A casa onde encontramos Plutão em um horóscopo torna-se o lugar em que se tem de lidar com as limitações da natureza punitiva, associada à Ananque grega, a deusa da Necessidade. Os confrontos com o poder e a impotência, a perda e o desejo frustrado, mais a cura virtual que advém da aceitação da Necessidade, são características de Plutão em qualquer área da vida. Ananque significa um vínculo fisicamente opressivo de servidão a um poder inevitável. Os relacionamentos familiares e os laços que mantemos em nossos mundos pessoais são modos pelos quais vivenciamos a força da Necessidade, e nossas tentativas para nos livrarmos de obrigações pessoais são tentativas de escapar ao círculo fechado de Ananque. Quando se discute as várias posições de Plutão no mapa astral, o método psicológico de trazer elementos do inconsciente para a consciência não faz tanta diferença, mas se consegue interiorizar o dilema de modo a que esse deus não seja mais encontrado tão cegamente nas pessoas e nos acontecimentos exteriores.

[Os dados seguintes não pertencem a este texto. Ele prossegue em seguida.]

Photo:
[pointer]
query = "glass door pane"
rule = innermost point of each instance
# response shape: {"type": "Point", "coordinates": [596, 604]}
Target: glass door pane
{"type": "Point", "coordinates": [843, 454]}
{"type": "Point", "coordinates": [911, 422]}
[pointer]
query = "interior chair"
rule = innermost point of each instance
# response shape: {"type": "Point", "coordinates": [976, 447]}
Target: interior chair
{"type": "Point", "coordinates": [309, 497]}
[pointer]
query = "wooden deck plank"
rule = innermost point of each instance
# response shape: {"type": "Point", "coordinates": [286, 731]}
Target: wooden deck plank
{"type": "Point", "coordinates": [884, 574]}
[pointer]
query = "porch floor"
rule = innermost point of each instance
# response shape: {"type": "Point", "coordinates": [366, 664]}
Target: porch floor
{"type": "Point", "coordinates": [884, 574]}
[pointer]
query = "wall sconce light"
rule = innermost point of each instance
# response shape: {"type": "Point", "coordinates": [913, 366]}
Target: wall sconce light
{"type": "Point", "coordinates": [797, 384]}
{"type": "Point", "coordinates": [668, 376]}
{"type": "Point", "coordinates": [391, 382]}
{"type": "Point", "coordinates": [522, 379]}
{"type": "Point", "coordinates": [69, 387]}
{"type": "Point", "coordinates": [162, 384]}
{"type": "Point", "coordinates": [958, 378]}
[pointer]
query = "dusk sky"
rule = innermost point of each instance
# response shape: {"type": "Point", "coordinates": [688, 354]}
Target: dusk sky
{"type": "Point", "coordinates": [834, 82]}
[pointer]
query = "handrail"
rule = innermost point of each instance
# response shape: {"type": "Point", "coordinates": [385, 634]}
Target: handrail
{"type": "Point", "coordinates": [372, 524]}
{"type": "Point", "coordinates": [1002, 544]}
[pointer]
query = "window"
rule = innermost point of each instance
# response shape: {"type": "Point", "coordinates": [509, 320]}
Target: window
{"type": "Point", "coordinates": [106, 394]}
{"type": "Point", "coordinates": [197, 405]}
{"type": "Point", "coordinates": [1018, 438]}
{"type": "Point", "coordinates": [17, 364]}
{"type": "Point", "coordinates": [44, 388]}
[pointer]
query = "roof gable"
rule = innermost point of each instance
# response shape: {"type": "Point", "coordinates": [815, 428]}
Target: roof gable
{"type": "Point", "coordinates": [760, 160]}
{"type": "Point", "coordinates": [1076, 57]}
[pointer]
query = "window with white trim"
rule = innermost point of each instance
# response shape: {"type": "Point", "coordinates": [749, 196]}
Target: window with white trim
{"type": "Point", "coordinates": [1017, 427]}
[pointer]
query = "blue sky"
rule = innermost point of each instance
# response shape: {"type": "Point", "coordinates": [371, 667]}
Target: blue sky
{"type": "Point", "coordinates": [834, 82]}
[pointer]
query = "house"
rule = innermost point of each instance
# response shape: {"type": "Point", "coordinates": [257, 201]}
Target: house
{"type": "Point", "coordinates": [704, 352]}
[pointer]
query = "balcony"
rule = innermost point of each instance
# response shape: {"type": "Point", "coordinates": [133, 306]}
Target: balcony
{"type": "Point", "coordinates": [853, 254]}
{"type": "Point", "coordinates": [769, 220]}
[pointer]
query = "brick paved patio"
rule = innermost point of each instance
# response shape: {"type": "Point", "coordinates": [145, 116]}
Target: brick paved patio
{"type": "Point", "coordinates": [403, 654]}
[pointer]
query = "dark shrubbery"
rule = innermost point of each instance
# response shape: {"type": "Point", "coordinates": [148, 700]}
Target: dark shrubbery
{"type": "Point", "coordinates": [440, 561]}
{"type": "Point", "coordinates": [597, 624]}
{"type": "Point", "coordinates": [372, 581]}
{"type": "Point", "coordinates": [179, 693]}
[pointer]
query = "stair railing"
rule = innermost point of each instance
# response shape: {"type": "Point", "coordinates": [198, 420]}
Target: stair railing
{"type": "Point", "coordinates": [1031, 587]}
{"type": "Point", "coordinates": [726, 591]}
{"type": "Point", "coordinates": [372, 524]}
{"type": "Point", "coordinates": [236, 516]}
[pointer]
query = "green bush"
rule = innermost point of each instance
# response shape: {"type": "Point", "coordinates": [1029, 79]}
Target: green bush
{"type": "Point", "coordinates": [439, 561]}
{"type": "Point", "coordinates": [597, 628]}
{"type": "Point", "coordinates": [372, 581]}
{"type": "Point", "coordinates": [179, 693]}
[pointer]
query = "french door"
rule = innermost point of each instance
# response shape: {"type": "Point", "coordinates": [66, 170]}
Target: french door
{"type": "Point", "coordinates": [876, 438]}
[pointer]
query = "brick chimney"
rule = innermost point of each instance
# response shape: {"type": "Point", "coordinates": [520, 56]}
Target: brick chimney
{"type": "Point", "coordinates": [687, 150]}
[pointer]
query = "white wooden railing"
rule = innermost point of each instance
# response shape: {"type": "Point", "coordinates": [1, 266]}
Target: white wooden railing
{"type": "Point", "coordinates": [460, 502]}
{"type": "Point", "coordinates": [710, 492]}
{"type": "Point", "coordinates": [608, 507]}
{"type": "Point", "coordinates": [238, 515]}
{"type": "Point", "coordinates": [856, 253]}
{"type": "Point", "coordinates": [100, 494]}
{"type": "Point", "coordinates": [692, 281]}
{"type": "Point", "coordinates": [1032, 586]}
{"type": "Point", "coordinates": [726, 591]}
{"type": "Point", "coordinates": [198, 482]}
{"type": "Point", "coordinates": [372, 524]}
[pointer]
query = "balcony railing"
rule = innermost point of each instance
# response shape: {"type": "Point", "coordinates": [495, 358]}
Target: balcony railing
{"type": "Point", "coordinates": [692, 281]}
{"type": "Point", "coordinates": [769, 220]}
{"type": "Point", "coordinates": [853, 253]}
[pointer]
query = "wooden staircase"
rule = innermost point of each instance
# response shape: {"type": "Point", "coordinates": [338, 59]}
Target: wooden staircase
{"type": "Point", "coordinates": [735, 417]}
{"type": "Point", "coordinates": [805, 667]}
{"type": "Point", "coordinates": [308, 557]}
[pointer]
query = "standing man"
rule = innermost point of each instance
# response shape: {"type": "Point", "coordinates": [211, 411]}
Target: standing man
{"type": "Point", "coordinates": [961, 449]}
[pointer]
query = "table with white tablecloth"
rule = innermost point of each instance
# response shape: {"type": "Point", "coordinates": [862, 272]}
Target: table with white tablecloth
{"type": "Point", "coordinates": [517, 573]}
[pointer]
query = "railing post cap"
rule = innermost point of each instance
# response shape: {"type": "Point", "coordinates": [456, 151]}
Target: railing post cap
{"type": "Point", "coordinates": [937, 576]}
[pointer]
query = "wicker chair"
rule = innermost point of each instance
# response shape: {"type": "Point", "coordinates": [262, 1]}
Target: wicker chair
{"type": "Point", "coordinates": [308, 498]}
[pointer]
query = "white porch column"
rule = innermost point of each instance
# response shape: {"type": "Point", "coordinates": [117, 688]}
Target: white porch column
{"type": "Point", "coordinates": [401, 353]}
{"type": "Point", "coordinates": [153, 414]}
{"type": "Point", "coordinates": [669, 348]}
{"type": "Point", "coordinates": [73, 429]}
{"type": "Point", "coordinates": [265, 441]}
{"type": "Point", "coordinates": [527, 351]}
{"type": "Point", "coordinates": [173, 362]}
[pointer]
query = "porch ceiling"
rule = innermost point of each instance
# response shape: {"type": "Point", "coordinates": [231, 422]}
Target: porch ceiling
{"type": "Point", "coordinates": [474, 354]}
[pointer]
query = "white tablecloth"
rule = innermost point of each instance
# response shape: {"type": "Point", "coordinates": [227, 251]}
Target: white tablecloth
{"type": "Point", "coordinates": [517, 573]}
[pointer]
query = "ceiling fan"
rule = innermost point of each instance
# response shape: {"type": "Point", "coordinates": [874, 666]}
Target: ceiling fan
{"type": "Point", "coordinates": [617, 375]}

Quando desenterramos as experiências básicas que formaram a teia de dependência com relação ao passado, liberando uma sensação de significado, o destino não desaparece, mas a compulsão de busca das raízes de um problema acaba introduzindo a pessoa à realidade da Moira e das Erínias, que comandam o Destino. Isso quer dizer que, uma vez que se tenha ido até o fundo do poço, contatado os ultrajes, rancores, dores, venenos, separações e mágoas pessoais de infância, tendo-os expresso e inclusive perdoadoando-os, existe ainda o próprio poço: se se está preso a um destino e a cobertura da mãe e do pai, das condições e condicionamentos de infância, dos ensinamentos morais incutidos, etc., são retirados, já não será possível disfarçar a rígida e premeditada natureza da corrente que nos move.

Não se pode evitar ou escapar de uma força dessas. Atena, para proteger Orestes, consegue abrandar a cólera das Erínias concedendo-lhes um lugar de honra na hierarquia divina, ouvindo-as, sendo receptiva e aguardando sem julgamento. Essa parece ser a melhor maneira de se lidar com os processos de Plutão. Ele irá destruir velhos padrões para que se assuma a responsabilidade pela própria vida, fazendo com que os alicerces despenquem sobre nossas cabeças. Plutão não nos persuade a mudar, se assegura de que chegaremos lá, eliminando drasticamente as velhas formas até que não reste nada, ordenando que um velho ciclo termine e um outro comece, não nos deixando nenhuma escolha entre mudar ou morrer. Onde Plutão monta seu altar no mapa os acontecimentos não são fáceis, principalmente por que o ego - isolado e cheio de hibris - não está interessado em supervisionar sua própria destruição. Quando a onipotência do ego e da vontade pessoal é posto à prova dessa maneira, ficamos com medo de sermos destruídos e, de acordo com isso, tentamos nos proteger controlando cruel e deslealmente tudo que ocorre na casa de Plutão, sem saber que quanto mais compulsivos e obsessivos ficamos, mais força damos a essa misteriosa corrente, maior que nós mesmos, nos tornando catalisadores de nossa própria morte.